Segundo o titular da pasta, os locais que registram o maior número de ocorrências são Jardim Santos Dumont, Jardim Aeroporto, Rio Acima, Jundiapeba, Rodeio, Itapeti e os distritos de César de Souza e Taboão. “Da tarde de sexta-feira até o mesmo período do sábado acontece o maior número de invasões. Eles já chegam, começam a montar a casa para morar mesmo, por isso precisamos agir rápido, porque depois que entram na casa, só conseguimos retirar com decisão judicial, que pode tanto demorar dias como anos”, detalhou.

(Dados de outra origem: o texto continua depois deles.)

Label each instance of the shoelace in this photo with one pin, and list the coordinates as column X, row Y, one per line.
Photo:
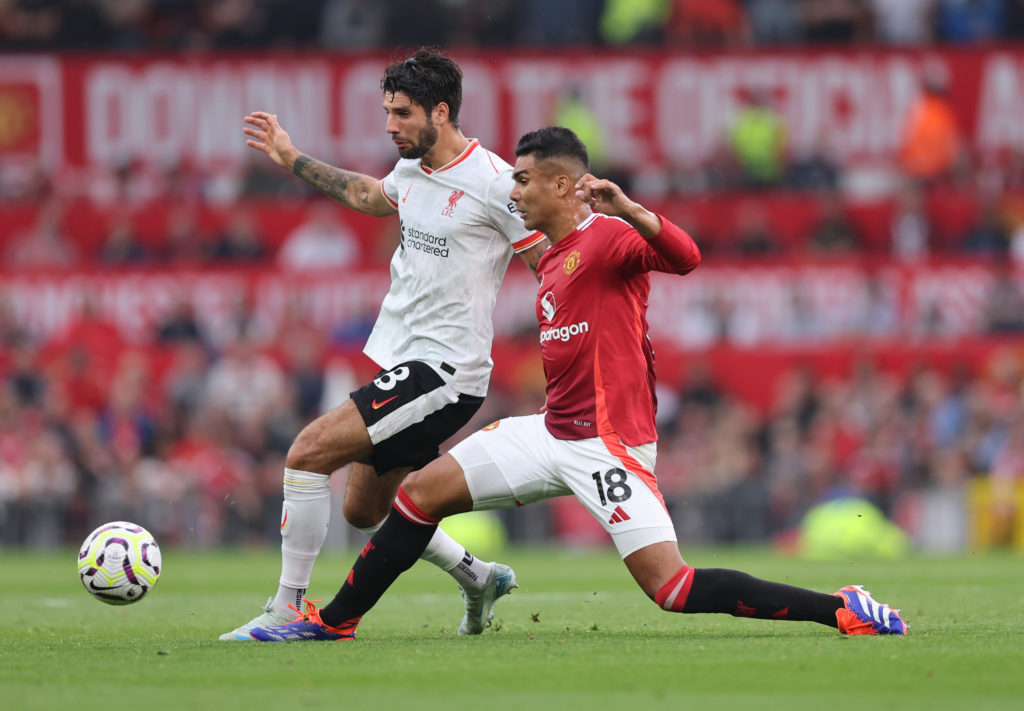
column 310, row 614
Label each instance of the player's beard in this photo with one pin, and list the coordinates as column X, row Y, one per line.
column 424, row 141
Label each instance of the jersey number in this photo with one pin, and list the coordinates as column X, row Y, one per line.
column 619, row 491
column 391, row 378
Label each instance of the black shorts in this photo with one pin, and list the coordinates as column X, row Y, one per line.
column 409, row 411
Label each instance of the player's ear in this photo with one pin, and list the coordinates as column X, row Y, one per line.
column 441, row 113
column 564, row 185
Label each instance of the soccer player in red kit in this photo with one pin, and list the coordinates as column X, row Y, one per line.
column 596, row 438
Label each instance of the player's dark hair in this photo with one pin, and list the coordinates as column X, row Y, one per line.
column 553, row 141
column 428, row 77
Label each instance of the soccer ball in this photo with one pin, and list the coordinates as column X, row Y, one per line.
column 119, row 562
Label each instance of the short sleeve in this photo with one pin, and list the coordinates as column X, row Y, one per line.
column 390, row 190
column 505, row 217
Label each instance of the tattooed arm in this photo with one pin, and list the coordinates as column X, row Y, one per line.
column 358, row 192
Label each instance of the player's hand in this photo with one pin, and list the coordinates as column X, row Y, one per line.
column 602, row 196
column 268, row 136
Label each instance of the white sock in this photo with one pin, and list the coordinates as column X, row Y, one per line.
column 304, row 519
column 451, row 556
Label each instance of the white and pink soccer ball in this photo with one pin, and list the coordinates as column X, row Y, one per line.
column 119, row 562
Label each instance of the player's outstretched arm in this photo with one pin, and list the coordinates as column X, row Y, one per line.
column 358, row 192
column 604, row 196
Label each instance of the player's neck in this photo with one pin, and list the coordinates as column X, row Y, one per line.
column 451, row 143
column 566, row 222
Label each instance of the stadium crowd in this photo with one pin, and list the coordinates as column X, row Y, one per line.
column 189, row 432
column 361, row 25
column 188, row 429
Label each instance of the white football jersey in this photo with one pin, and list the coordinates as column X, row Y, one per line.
column 459, row 231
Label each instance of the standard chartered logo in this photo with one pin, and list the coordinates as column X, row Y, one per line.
column 425, row 242
column 563, row 333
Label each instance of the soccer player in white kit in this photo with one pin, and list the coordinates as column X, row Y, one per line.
column 432, row 338
column 596, row 438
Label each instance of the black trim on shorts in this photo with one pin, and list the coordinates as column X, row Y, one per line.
column 418, row 444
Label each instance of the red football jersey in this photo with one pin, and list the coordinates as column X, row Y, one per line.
column 592, row 306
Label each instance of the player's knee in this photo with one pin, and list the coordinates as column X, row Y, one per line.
column 361, row 516
column 421, row 494
column 301, row 455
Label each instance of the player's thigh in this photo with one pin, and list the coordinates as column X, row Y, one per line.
column 438, row 490
column 369, row 495
column 330, row 442
column 619, row 490
column 409, row 411
column 507, row 463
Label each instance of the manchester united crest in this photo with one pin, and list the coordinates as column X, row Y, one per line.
column 571, row 261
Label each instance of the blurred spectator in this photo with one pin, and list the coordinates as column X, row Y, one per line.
column 708, row 24
column 180, row 326
column 245, row 382
column 903, row 22
column 813, row 168
column 634, row 22
column 352, row 25
column 833, row 234
column 989, row 236
column 324, row 241
column 122, row 246
column 240, row 241
column 1005, row 304
column 758, row 138
column 775, row 22
column 932, row 144
column 755, row 236
column 44, row 244
column 31, row 182
column 970, row 22
column 185, row 242
column 24, row 376
column 572, row 111
column 184, row 384
column 878, row 311
column 943, row 519
column 836, row 22
column 910, row 226
column 12, row 332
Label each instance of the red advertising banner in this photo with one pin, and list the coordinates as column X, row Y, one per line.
column 653, row 107
column 801, row 303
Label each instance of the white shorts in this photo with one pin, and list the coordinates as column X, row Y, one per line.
column 516, row 461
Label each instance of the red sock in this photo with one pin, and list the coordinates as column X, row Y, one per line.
column 672, row 595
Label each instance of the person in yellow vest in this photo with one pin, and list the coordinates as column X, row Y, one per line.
column 758, row 139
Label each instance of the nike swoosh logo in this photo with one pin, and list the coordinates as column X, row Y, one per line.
column 100, row 588
column 378, row 406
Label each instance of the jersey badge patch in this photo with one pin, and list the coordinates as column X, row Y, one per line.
column 571, row 262
column 453, row 199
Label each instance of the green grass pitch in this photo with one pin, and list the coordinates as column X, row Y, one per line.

Sales destaca ainda que se uma casa surge em uma região, em poucos dias ela está povoada de outros imóveis. “Entendemos que todo mundo precisa de uma casa, mas não é certo desrespeitar as leis ambientais e construir de qualquer forma, às vezes trazendo riscos também para quem vai estar ali debaixo. A cidade cresce de forma desordenada quando é assim, então é muito importante que todos façam a sua parte em preservar e denunciar quando vir alguma invasão”, pontuou.

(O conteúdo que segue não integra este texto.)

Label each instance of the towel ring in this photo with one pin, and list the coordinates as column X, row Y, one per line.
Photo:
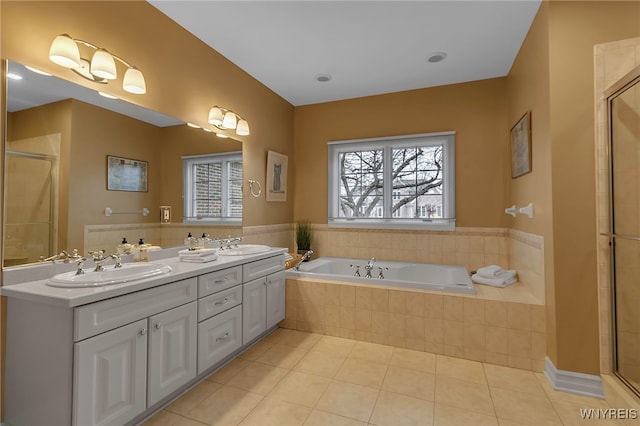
column 251, row 183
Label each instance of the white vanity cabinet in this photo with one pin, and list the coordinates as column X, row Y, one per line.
column 263, row 298
column 113, row 355
column 121, row 372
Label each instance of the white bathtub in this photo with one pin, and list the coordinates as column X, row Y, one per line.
column 422, row 276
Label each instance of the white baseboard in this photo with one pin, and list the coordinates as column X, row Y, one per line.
column 572, row 382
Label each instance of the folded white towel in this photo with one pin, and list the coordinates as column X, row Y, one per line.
column 506, row 278
column 490, row 271
column 196, row 253
column 199, row 259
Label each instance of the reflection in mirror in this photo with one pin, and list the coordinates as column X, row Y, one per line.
column 58, row 138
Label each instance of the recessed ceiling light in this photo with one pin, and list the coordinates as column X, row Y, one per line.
column 106, row 95
column 436, row 57
column 323, row 78
column 37, row 71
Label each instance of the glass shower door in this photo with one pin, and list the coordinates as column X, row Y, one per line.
column 624, row 127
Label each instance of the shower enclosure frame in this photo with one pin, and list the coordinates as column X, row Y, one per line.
column 625, row 83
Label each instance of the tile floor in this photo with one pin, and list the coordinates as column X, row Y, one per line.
column 297, row 378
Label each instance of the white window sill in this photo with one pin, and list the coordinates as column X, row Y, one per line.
column 418, row 224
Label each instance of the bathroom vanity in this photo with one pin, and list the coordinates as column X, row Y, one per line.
column 114, row 354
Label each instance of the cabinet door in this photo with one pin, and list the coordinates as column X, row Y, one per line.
column 218, row 337
column 172, row 350
column 275, row 298
column 254, row 309
column 110, row 376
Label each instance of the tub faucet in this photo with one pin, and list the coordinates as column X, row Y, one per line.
column 304, row 257
column 369, row 267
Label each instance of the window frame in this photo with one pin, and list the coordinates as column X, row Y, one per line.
column 188, row 180
column 446, row 139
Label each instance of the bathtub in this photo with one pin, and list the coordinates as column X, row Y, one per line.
column 421, row 276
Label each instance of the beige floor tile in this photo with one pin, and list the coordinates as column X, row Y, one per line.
column 185, row 421
column 256, row 350
column 186, row 402
column 518, row 406
column 293, row 338
column 281, row 356
column 300, row 388
column 321, row 418
column 321, row 363
column 513, row 378
column 228, row 406
column 348, row 400
column 225, row 374
column 334, row 345
column 362, row 372
column 446, row 415
column 398, row 410
column 258, row 378
column 405, row 381
column 372, row 352
column 415, row 360
column 463, row 394
column 271, row 412
column 458, row 368
column 163, row 418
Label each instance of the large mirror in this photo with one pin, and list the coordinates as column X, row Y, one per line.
column 59, row 136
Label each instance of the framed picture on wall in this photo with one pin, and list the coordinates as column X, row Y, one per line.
column 521, row 146
column 125, row 174
column 276, row 176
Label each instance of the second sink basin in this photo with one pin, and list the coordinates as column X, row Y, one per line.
column 127, row 273
column 244, row 249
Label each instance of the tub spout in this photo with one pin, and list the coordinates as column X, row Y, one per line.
column 304, row 257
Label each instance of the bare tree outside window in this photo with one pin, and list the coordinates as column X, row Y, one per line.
column 416, row 182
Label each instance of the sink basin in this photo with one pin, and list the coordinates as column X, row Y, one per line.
column 244, row 249
column 129, row 272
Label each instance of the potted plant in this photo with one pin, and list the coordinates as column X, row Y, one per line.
column 303, row 236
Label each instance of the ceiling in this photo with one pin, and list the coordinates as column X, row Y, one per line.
column 364, row 47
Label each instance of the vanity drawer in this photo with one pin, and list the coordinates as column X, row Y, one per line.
column 260, row 268
column 96, row 318
column 219, row 302
column 218, row 337
column 214, row 282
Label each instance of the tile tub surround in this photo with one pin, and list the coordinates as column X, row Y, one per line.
column 479, row 328
column 295, row 378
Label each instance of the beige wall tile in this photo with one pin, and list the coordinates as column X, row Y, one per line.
column 397, row 301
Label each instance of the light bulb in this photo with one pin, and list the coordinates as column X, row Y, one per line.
column 64, row 52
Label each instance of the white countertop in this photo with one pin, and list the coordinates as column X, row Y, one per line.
column 38, row 291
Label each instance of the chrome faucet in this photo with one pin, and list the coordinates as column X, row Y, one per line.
column 304, row 257
column 99, row 258
column 64, row 256
column 369, row 266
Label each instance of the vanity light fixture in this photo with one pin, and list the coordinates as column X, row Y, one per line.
column 225, row 119
column 65, row 52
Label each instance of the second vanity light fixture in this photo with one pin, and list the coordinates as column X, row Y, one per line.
column 225, row 119
column 64, row 51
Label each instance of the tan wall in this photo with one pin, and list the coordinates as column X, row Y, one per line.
column 574, row 29
column 477, row 111
column 184, row 76
column 528, row 90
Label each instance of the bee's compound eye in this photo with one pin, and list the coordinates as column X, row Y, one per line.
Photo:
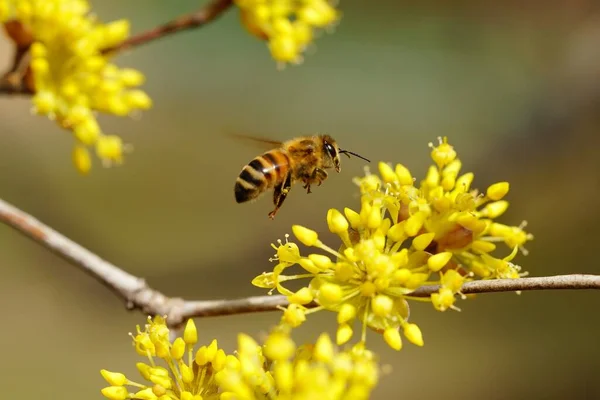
column 329, row 148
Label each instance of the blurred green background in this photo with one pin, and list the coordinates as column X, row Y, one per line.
column 515, row 86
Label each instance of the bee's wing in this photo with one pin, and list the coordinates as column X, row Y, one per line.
column 263, row 142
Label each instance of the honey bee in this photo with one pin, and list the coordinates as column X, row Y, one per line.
column 302, row 159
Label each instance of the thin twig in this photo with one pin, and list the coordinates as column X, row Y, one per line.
column 12, row 82
column 138, row 295
column 196, row 19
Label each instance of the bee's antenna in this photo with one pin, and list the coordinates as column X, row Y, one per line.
column 347, row 153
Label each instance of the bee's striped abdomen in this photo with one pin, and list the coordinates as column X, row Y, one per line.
column 262, row 173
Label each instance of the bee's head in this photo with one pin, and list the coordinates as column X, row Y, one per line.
column 332, row 153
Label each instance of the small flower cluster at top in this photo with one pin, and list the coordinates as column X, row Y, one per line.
column 278, row 369
column 70, row 72
column 288, row 25
column 441, row 232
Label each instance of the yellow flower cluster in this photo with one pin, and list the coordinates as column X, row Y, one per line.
column 441, row 232
column 275, row 370
column 288, row 25
column 70, row 74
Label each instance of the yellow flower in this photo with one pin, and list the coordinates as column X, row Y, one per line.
column 403, row 237
column 70, row 73
column 289, row 26
column 278, row 369
column 185, row 376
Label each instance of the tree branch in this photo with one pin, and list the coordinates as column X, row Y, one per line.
column 138, row 295
column 12, row 82
column 196, row 19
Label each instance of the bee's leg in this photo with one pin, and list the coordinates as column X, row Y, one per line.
column 320, row 175
column 280, row 193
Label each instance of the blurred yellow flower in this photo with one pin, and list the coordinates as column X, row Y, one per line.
column 71, row 75
column 404, row 236
column 276, row 370
column 289, row 26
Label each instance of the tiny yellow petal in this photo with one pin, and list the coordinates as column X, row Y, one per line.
column 421, row 242
column 178, row 349
column 443, row 299
column 353, row 218
column 321, row 261
column 498, row 190
column 392, row 338
column 483, row 246
column 413, row 334
column 346, row 313
column 309, row 266
column 323, row 348
column 344, row 333
column 495, row 209
column 336, row 221
column 145, row 370
column 145, row 394
column 190, row 333
column 382, row 305
column 279, row 347
column 438, row 261
column 308, row 237
column 330, row 293
column 404, row 175
column 187, row 374
column 302, row 296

O secretário enfatiza que se a pessoa flagrada invadindo uma área não apresentar resistência é liberada. Caso contrário, a equipe a encaminha à Delegacia do Meio Ambiente de Mogi. “O Rio de Janeiro fez vista grossa para os morros e o local hoje está dominado pelas milícias e o Estado não entra mais nas comunidades. O que acontece hoje é resultado da inércia do Brizola. É lógico que tem pessoas que precisam, mas o brasileiro busca sempre o caminho mais fácil”, ressaltou.

O mapa do desmatamento da SOS Mata Atlântica mostra que Mogi perdeu só no último ano 11 hectares de Mata Atlântica. O secretário também atribui às invasões boa parte desse cenário de redução da vegetação. “Na semana passada, pegamos duas máquinas retroescavadeiras na região de Taiaçupeba. Vira e mexe a gente pega, porque eles fazem isso durante o dia, com a derrubada de diversas árvores”, diz.

Os telefones para denúncias são 153 e 156 (Prefeitura Municipal) e o 190 da Polícia Militar.